Schülerplus für Kreis Meißen

Das Abwandern von Auszubildenden sei bei der Standortreform des Freistaates verhindert worden, sagt die Meißner CDU-Abgeordnete Daniela Kuge.

Geht der Kreis Meißen aus der Reform des Berufsschulnetzes im Freistaat als Sieger hervor?
Geht der Kreis Meißen aus der Reform des Berufsschulnetzes im Freistaat als Sieger hervor? © hübschmann

Meißen. Bei der jüngsten Fraktionssitzung der CDU- Fraktion hat Staatsminister Christian Piwarz (CDU) die aktuelle Schulnetzplanung für die Berufsschulen in Sachsen vorgestellt. Ein Blick auf die Zahlen macht den Erfolg der Verhandlungen der kommunalen Ebene und der Kreishandwerkerschaft mit dem sächsischen Kultusministerium deutlich.

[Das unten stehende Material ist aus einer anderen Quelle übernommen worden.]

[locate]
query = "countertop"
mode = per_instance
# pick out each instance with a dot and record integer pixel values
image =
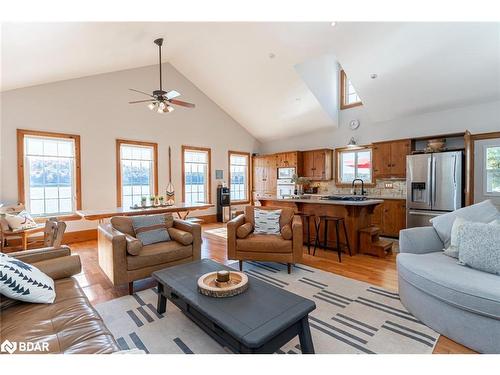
(367, 202)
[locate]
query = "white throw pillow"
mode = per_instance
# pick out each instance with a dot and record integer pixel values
(20, 221)
(266, 221)
(24, 282)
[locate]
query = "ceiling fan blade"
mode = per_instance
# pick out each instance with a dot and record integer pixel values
(172, 94)
(142, 92)
(181, 103)
(142, 101)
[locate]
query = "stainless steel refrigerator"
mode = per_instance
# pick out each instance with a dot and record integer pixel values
(434, 186)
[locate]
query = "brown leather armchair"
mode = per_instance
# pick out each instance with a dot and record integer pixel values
(124, 260)
(70, 325)
(243, 244)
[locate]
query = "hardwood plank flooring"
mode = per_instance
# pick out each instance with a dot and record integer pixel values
(380, 272)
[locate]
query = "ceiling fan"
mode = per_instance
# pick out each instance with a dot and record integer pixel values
(161, 100)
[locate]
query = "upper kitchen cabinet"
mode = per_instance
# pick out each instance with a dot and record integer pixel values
(389, 158)
(317, 164)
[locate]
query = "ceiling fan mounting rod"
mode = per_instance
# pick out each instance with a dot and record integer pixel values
(159, 43)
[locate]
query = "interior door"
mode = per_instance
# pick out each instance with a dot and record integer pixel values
(447, 181)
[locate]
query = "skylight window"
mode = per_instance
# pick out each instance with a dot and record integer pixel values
(348, 95)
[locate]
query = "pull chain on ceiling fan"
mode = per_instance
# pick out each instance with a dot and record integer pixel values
(161, 100)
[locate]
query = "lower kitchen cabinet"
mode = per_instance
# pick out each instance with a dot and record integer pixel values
(390, 217)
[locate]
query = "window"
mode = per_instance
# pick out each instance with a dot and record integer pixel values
(239, 172)
(196, 174)
(137, 171)
(354, 164)
(348, 96)
(492, 170)
(49, 172)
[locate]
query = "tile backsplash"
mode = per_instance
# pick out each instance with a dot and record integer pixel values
(398, 189)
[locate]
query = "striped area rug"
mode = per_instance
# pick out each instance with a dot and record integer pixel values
(350, 317)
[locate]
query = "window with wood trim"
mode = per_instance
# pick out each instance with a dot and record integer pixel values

"Wir konnten das Abwandern von Berufsschülerinnen und -schülern aus dem Landkreis Meißen verhindern! Das freut mich sehr, denn es ist von enormer Bedeutung, dass die Berufsschulstruktur im ländlichen Raum erhalten bleibt", so die CDU-Abgeordnete Daniela Kuge. So ergibt die Schätzung der Entwicklung der Schülerzahlen bei den Zu- und Abgängen ein Plus von 125 für den Landkreis Meißen.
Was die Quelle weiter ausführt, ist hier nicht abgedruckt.